PROLOG 2

65.6K 5.3K 18
                                    

RISYAD

Kenanga. That's it. Namanya hanya terdiri dari satu kata bernama bunga, Kenanga. Tanpa embel-embel nama pria di belakangnya atau marga dari ras tertentu, marga suku tertentu, atau apapun itu tak ada selain satu kata itu. Ketika aku mengetahui bahwa aku akan diperkenalkan dengan wanita dengan nama satu kata, aku tahu ada yang tidak biasa mengenai wanita ini. Ya tentu saja perkenalan ini bukan sekedar perkenalan, tapi perjodohan. Setelah tahun-tahun, akhirnya masa 'bebas'-ku berakhir, tiba saatnya untuk aku menjadi anak baik bagi orangtuaku.
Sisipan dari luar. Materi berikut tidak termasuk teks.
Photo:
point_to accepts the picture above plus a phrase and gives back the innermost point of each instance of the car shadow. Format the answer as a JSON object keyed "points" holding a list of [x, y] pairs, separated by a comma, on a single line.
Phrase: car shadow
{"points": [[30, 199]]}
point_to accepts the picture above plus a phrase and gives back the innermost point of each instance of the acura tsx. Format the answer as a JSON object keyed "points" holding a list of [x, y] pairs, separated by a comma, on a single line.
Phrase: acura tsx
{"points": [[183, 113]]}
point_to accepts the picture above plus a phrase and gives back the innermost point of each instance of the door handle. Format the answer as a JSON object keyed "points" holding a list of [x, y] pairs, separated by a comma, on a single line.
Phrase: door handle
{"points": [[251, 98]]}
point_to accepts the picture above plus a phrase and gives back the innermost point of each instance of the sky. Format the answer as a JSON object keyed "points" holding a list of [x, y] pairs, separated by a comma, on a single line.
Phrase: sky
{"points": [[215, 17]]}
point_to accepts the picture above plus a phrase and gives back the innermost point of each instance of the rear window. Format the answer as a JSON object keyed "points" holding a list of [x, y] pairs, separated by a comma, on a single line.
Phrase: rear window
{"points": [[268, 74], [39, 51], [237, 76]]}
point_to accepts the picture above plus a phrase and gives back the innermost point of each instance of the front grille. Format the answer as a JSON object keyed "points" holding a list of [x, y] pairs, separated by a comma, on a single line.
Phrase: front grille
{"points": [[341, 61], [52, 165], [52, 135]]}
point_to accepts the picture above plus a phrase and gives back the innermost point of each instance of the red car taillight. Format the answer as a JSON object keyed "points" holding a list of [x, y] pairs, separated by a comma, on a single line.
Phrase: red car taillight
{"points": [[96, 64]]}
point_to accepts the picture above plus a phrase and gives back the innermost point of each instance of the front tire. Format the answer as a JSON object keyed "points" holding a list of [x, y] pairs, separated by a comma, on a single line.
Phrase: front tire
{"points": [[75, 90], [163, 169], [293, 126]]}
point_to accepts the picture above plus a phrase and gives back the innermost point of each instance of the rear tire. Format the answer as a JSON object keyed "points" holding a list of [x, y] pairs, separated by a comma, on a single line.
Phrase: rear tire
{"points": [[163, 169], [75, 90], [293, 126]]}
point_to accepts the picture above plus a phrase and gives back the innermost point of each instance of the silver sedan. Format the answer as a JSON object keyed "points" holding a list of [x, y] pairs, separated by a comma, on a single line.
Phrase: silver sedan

Maksudnya ya mau dijodohkan dengan wanita pilihan orangtuaku. Percayalah, hal seperti ini biasa di circle-ku.

Ternyata benar wanita ini istimewa. Asal usulnya tak biasa. Dia adalah salah satu anak yatim piatu di panti asuhan milik Bu Ningsih, mantan pegawai terlama di perusahaan orangtuaku. Hubungan orangtuaku dan Bu Ningsih masih baik setelah wanita itu memutuskan resign dan mengelola panti asuhan warisan orangtuanya. Bahkan orangtuaku menjadi donatur untuk beberapa anak disana, salah satunya Kenanga.

"Kenang ini pandai banget, Ris. Wajahnya cantik juga kan," ujar Mama terang-terangan setelah kami berkenalan.
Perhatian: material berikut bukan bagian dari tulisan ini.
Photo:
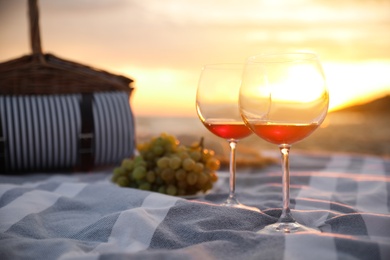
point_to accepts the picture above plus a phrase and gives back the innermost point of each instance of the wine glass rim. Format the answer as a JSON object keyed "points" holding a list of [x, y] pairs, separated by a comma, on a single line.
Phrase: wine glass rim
{"points": [[282, 57]]}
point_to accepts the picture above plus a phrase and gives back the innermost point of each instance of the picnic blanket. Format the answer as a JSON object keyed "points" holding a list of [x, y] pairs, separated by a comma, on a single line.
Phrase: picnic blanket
{"points": [[85, 216]]}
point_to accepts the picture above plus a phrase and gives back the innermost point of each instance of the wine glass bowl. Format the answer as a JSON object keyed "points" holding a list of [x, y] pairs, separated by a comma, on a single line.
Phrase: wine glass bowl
{"points": [[218, 110], [283, 99]]}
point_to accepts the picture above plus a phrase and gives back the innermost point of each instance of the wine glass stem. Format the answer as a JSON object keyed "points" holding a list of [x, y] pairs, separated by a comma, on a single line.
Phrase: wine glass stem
{"points": [[286, 213], [232, 169]]}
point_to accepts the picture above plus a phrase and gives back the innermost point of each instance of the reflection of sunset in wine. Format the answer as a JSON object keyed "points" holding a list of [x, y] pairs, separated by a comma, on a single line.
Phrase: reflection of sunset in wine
{"points": [[162, 45]]}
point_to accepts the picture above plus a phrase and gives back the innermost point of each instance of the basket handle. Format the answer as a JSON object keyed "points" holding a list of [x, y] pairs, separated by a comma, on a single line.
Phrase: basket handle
{"points": [[35, 38]]}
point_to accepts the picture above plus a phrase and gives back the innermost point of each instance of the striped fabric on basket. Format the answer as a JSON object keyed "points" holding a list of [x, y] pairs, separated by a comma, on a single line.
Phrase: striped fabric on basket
{"points": [[45, 132]]}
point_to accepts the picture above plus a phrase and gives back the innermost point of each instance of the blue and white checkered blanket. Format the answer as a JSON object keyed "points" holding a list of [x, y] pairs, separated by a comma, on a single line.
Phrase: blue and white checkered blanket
{"points": [[85, 216]]}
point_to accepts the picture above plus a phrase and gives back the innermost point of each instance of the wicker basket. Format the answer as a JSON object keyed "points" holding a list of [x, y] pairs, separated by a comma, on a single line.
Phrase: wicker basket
{"points": [[39, 89]]}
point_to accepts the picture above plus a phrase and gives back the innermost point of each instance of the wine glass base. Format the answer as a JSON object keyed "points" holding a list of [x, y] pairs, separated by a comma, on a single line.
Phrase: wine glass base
{"points": [[286, 228], [233, 202]]}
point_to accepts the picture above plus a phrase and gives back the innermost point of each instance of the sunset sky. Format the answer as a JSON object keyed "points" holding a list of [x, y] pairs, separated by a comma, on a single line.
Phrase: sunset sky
{"points": [[162, 44]]}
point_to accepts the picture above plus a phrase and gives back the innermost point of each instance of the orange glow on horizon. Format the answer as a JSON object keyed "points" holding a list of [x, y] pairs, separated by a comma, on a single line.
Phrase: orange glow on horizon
{"points": [[170, 92]]}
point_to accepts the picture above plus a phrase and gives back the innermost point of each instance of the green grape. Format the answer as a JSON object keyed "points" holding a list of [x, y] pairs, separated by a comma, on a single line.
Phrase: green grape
{"points": [[171, 190], [166, 166], [174, 162], [196, 155], [192, 178], [158, 150], [139, 173], [188, 164], [163, 162], [213, 164], [167, 175]]}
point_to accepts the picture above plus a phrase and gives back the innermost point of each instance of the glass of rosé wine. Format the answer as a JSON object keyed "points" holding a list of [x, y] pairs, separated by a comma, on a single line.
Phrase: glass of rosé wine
{"points": [[283, 99], [217, 108]]}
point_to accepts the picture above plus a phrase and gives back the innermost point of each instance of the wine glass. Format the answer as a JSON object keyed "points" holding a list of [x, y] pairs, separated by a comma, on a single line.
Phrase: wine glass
{"points": [[283, 99], [217, 108]]}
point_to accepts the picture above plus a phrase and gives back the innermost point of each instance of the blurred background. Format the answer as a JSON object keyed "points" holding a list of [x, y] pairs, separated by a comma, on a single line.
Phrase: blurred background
{"points": [[162, 45]]}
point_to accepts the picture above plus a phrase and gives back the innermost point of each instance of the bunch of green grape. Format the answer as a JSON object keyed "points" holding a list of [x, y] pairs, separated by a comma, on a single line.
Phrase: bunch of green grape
{"points": [[164, 165]]}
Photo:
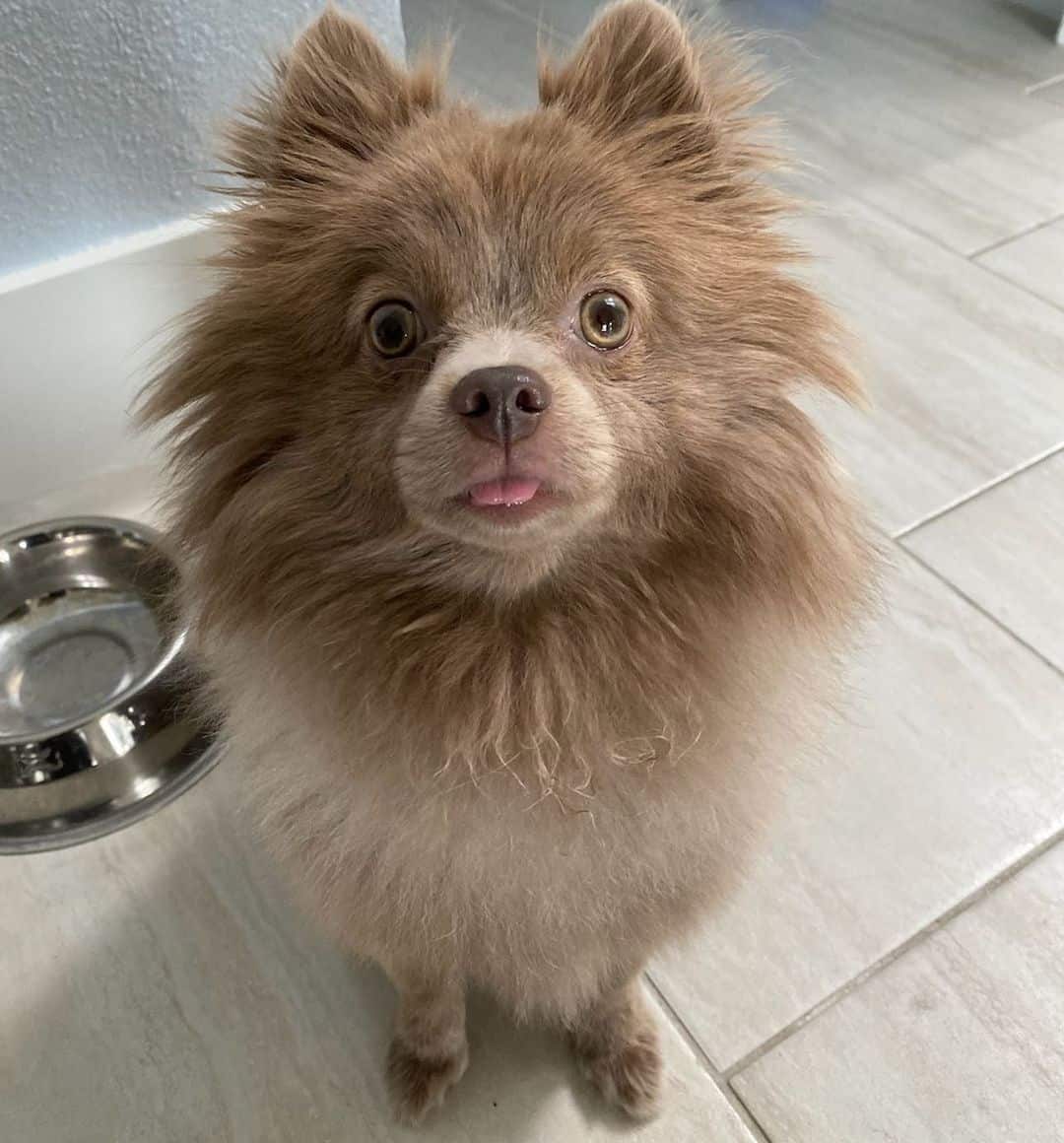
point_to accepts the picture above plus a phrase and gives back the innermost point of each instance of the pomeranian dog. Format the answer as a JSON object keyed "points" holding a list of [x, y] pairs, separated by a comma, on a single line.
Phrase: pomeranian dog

Terus terang hampir setiap hari aku menemui wanita cantik, tapi Kenanga bukan salah satu jenis wanita cantik yang pernah kutemui. Tidak jelek juga. Sebenarnya dia cukup menarik dan manis, apalagi tanpa effort berarti ada dua lesung pipi yang timbul saat dia menggerakkan bibir mungilnya. Ukuran tubuhnya juga rata-rata. Ya kamu tahu kan pria memperhatikan daerah mana saat melihat wanita? Kecuali otaknya, dia memang terlihat cerdas dan anggun. Dan di antara tumpukan wanita cantik yang tadi kusebutkan, isi kepala mereka tentu tak ada yang sama dengan si kenanga-kenanga ini.

"Gimana, Ris?" tanya Mama di akhir percakapan itu.

Aku mengalihkan mata menatap gadis yang juga kelihatan tak menikmati pertemuan kami itu, "Kamu mau menerima perjodohan ini?"

Ada sedikit kilatan keraguan sebelum dia mengatakan, "Ya, Mas."

Salah besar. Inilah awal mula sebuah kesalahan besar yang kulakukan, aku mengiyakan pernikahan itu. Menikahi wanita yang terlewat konservatif itu membuatku terjeblos dalam dunia baru yang seharusnya tak ada aku disana. Pernikahan tidaklah buruk, hanya saja aku merasa tak cocok dengan ekosistem hubungan itu. Pada akhirnya, aku hanya menyakiti wanita itu. Lagi, lagi, dan lagi hingga kami kebas dengan kesakitan.